Try one of these combinations for your next fruit and yogurt breakfast:

Yogurt with mangoes, topped with almonds and lime juice, and sweetened with honey or light brown sugar
Yogurt with strawberries, topped with orange zest and almonds and sweetened with honey or sugar
Yogurt with blueberries, topped with toasted pecans and cinnamon and sweetened with maple syrup
Yogurt with orange slices, topped with walnuts or pistachios, and sweetened with honey or sugar.

Comments

  1. Mary Jane says:

    Thank you for sharing your research on grain free breakfast foods. I have been doing lots of research too, since we realized last year that my husband and 7 yr. old daughter are gluten intolerant. Husband has been eating paleo/primal (but not given up dairy) and lost 65 lbs last year. However, my daughters and I are finding it difficult to eat dinner foods for breakfast. Although we already eat Greek yogurt for snacks, I hadn’t thought about it as a substantial breakfast food until now. The brand of yogurt, honey, fruit, and nut suggestions are helpful. Thank you for going the extra mile with your fruit/nut pairing suggestions for breakfast yogurts. I can’t wait to try them soon and am looking forward to more healthy grain free breakfast suggestions in future posts.

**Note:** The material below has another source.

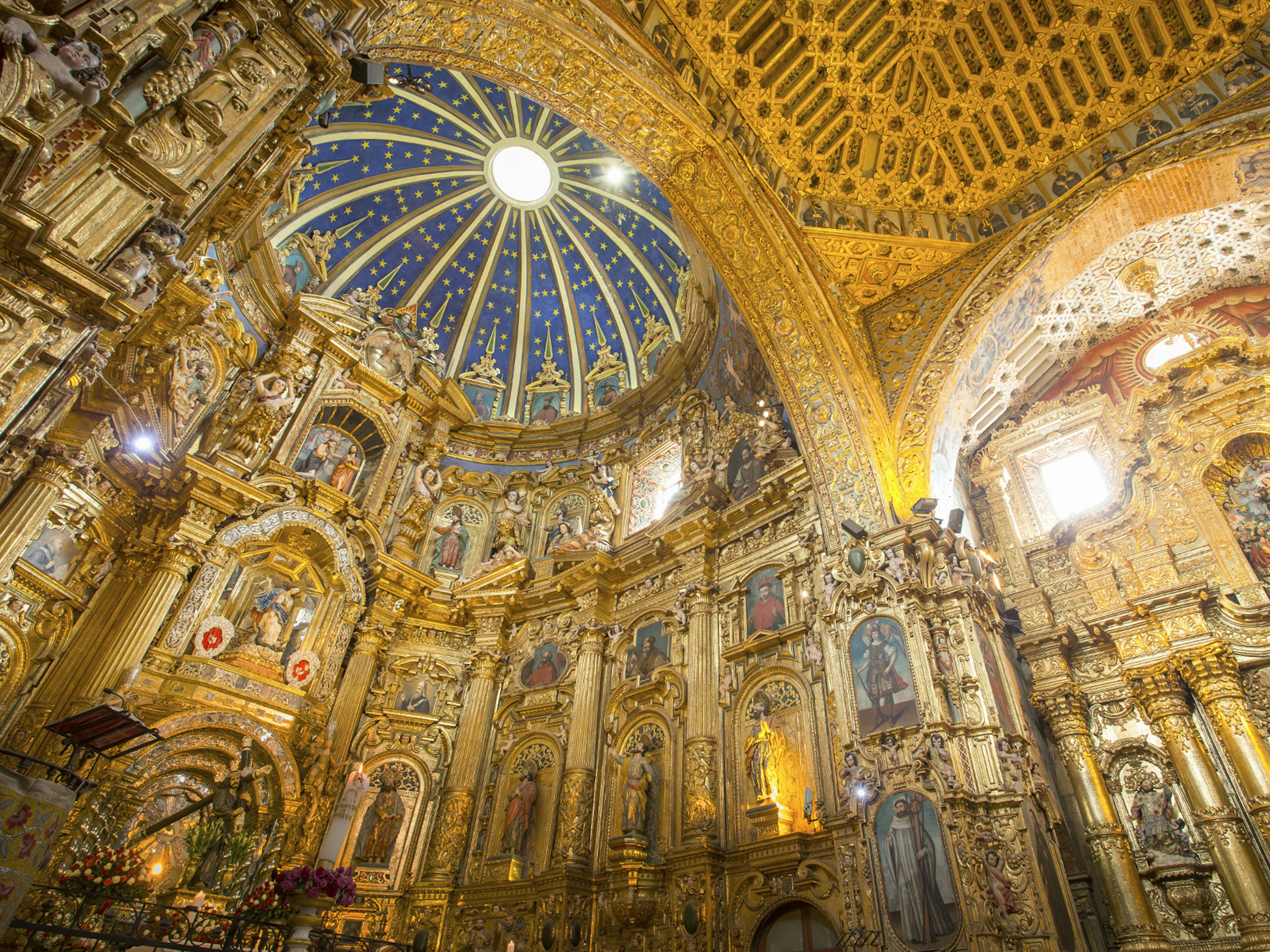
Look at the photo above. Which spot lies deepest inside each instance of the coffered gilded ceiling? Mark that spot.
(942, 107)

    • Mary Jane » Glad you liked it. I haven’t forgotten about finishing this series. I’m just momentarily distracted with other writing/business needs. More on other breakfast ideas soon. I’m hoping to get some writing done during our long drive days this week.

  2. Rachel H says:

    Amp this breakfast up tenfold by sprinkling with a couple tablespoons of chia seed.

    Or make granola with nuts, seeds, flaxmeal, honey, fruit. Eat with nutmilk or on yoghurt.